As I dragged my butt out of bed this morning to make sure the son was up and getting ready for school, I wondered, why do we bother with Daylight Saving Time, anyway? I always thought it was to help farmers take advantage of daylight hours to get their planting done in the spring and reverted back when the crops needed to be brought in from the fields but, if you really think about it, that doesn’t make much sense when you think about Saskatchewan, which doesn’t change its times and has the largest percentage of farmers in the country. Curious, I had to know the real reason why I lost that hour’s sleep yesterday and was still feeling its effects, today.
As it turns out, the farming thing wasn’t the reason at all! Then, I wondered who thought of the idea first? I needed someone to blame for my bleary eyes, this morning! Somewhere, in the back of my mind, I thought it was Benjamin Franklin who was the culprit. It turns out, I was wrong again! Although he did write a snarky letter to a Parisian newspaper back in 1784 about changing their clocks to save on candles, it was not taken very seriously.
Since I have been communicating with bloggers from all over the world, I began to wonder whether DST was practiced anywhere but North America, so I decided to look that up, as well. I was very surprised to learn that it wasn’t an American or Canadian who had started it all, but a New Zealander named G. V. Hudson. He was a shift worker who valued his off-time daylight hours and proposed a 2-hour time shift in a paper he wrote to the Wellington Philosophical Society back in 1895. An Englishman, William Willet, independently conceived of the idea in 1905, but did not publish his proposal until two years later. Robert Pierce, the Prime Minister at the time, introduced the first Daylight Saving Bill to the House of Commons in 1908, but it did not become law at that time. Apparently, Willet continued to lobby for the proposal until his death in 1915.
It wasn’t until the First World War (specifically April 30, 1916) that Germany and its allies adopted the use of DST to conserve coal. Britain, most of its allies and many neutral European countries soon followed suit. Russia and a few other countries started using DST the next year. That same year, Canada (actually the Dominion of Newfoundland) enacted the Daylight Savings Act of 1917 . The United States finally adopted the practice on March 31st, 1918. Over the years, much of the world has practiced the use of DST, but it appears that most Asian countries have abandoned it, as well as most of Africa (a lot of which never used it to begin with).

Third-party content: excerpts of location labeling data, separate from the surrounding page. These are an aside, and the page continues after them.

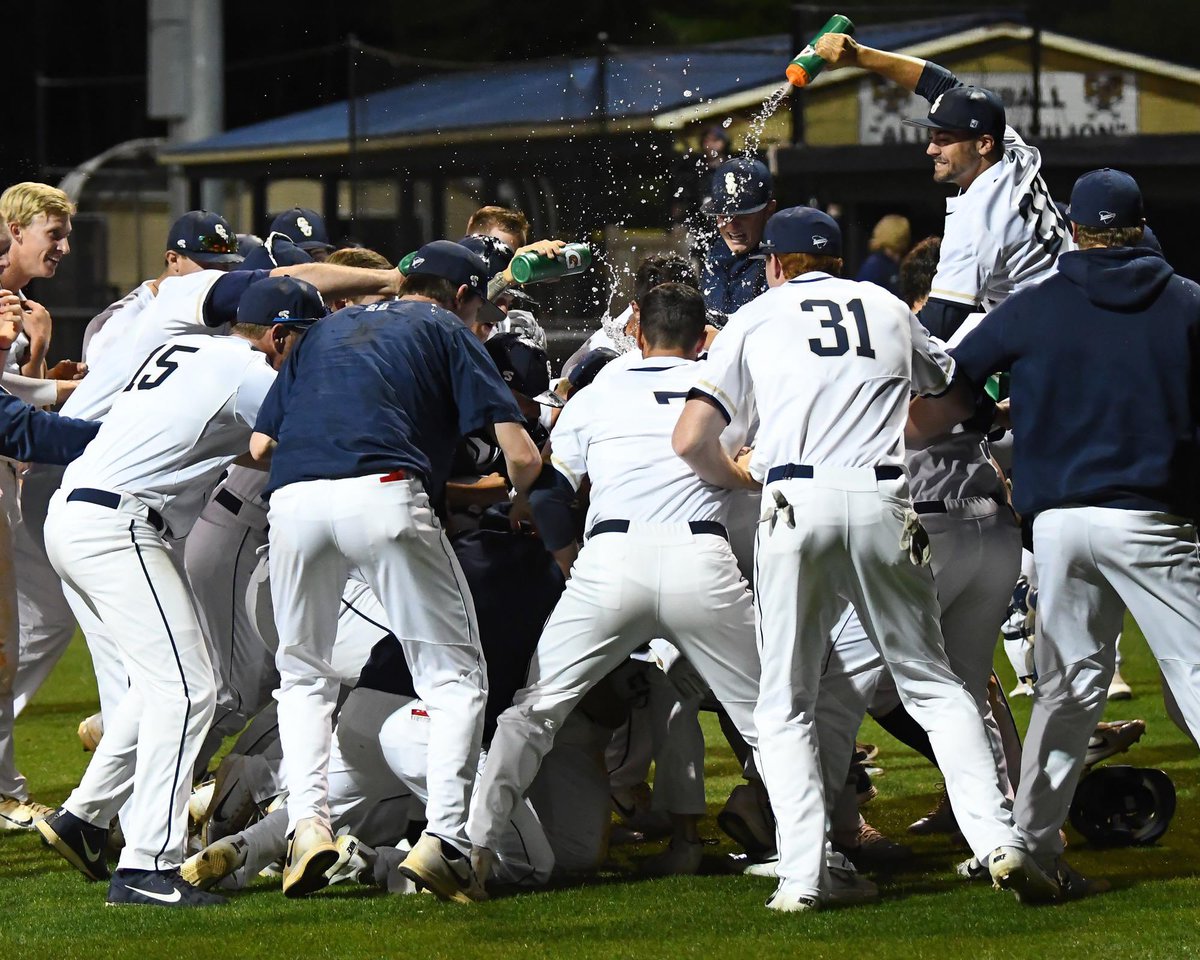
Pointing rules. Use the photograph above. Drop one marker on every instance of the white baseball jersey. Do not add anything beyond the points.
(185, 414)
(177, 310)
(786, 353)
(1002, 233)
(618, 432)
(114, 321)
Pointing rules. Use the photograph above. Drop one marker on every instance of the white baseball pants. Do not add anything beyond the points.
(47, 622)
(838, 537)
(120, 565)
(1093, 562)
(625, 589)
(12, 784)
(319, 531)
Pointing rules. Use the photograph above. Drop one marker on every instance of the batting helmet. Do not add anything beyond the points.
(1123, 805)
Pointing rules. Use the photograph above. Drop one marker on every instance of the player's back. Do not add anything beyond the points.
(181, 418)
(831, 363)
(618, 431)
(177, 310)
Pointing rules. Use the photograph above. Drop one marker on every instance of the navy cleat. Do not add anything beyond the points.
(157, 888)
(81, 844)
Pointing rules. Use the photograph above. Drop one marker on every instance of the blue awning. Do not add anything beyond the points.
(541, 94)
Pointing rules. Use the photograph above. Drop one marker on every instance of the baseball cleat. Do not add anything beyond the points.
(971, 869)
(1119, 689)
(846, 885)
(939, 820)
(81, 843)
(311, 853)
(449, 877)
(1013, 869)
(870, 847)
(682, 858)
(748, 820)
(633, 805)
(22, 815)
(157, 888)
(1113, 738)
(90, 730)
(355, 861)
(214, 863)
(785, 901)
(1074, 886)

The dates on which DST begins and ends vary greatly throughout the world. Right now, the US and Canada seem to be leading the pack beginning with the first Sunday in March and ending on the first Sunday in November. These dates were changed back in 2007 and, after living with the previous schedule for almost 50 years, I’m still struggling to deal with the difference. (Sigh!) You know what they say about old dogs (or sleeping dogs)! Whether it’s learning new tricks or letting them sleep, either would apply to me, today!
There are other places with information on DST, but I was too tired to check them all out. I’ve probably written more than you wanted to read about it this morning, anyway, so for all you keeners out there, feel free to contradict me (after all, it was Wikipedia where I got the majority of my info!) or add whatever you find interesting about the subject in the comments box! Those of you still on Standard Time, enjoy your sleep!